OATP1B3 is a 12 transmembrane domain protein expressed at the basolateral membrane of human hepatocytes where it mediates the uptake of numerous drugs and many endogenous compounds. Previous western blot results suggest the formation of OATP1B3 multimers. In order to better understand post‐translational regulation and its effects on the mechanism of OATP1B3‐mediated transport, we investigated the oligomerization status of OATP1B3. We used transient transfection of C‐terminally His‐, FLAG‐ or HA‐tagged OATP1B3 and OATP1B1 in HEK293 cells, co‐immunoprecipitation with and without cross‐linking and a Proximity Ligation Assay (Duolink PLA) to detect interactions between the different constructs. Despite similar transport rates for estradiol‐17β‐glucuronide and estrone‐3‐sulfate, immunofluorescence experiments demonstrated that in contrast to wild‐type, His‐ and FLAG‐tagged OATP1B3 where the C‐terminal end is on the cytoplasmic side of the membrane, the C‐terminal end of HA‐tagged OATP1B3 is extracellular.

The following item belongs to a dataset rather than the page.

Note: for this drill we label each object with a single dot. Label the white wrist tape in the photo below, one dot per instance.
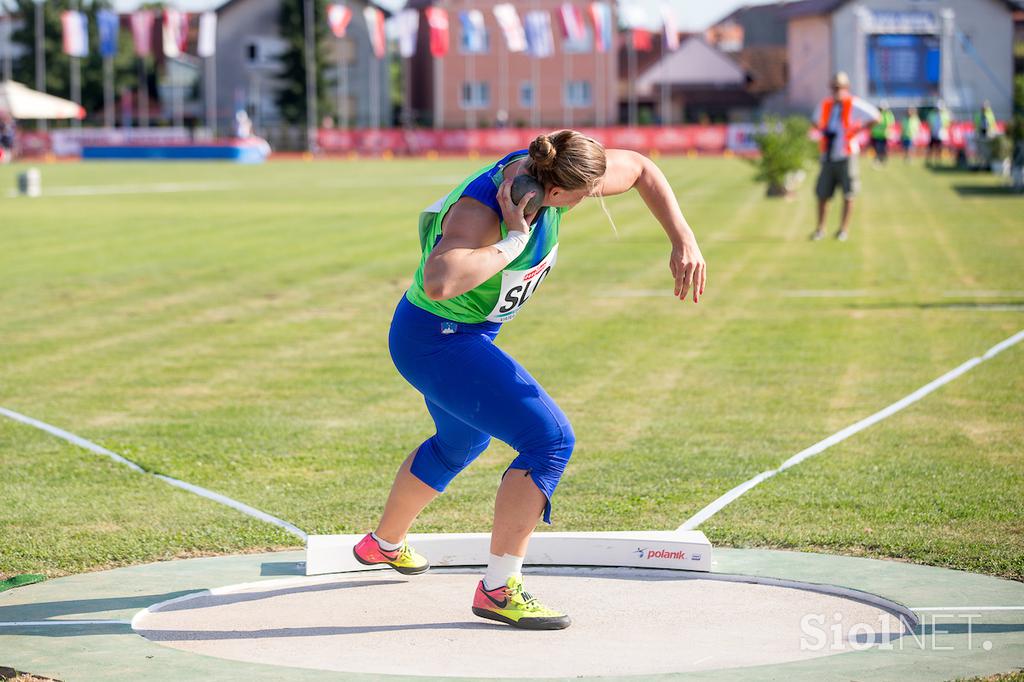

After cross‐linking with DTSSP anti‐FLAG antibodies were able to pull down FLAG‐tagged OATP1B3 (positive control) but also co‐transfected His‐ or HA‐tagged OATP1B3, demonstrating that OATP1B3 can form homodimer and suggesting that the C‐terminal part of the protein is not involved in the dimerization. Using the Duolink PLA technique, we could confirm co‐localization of His‐ and FLAG‐tagged OATP1B3 in transfected HEK293 cells. In addition, we were also able to detect OATP1B3‐FLAG OATP1B1‐His co‐localization suggesting that OATP1B3 not only homo‐dimerizes but also hetero‐dimerizes with OATP1B1. These findings suggest that OATP1B3 and OATP1B1 can form dimers and that the two OATPs might be co‐regulated at the post‐translational level.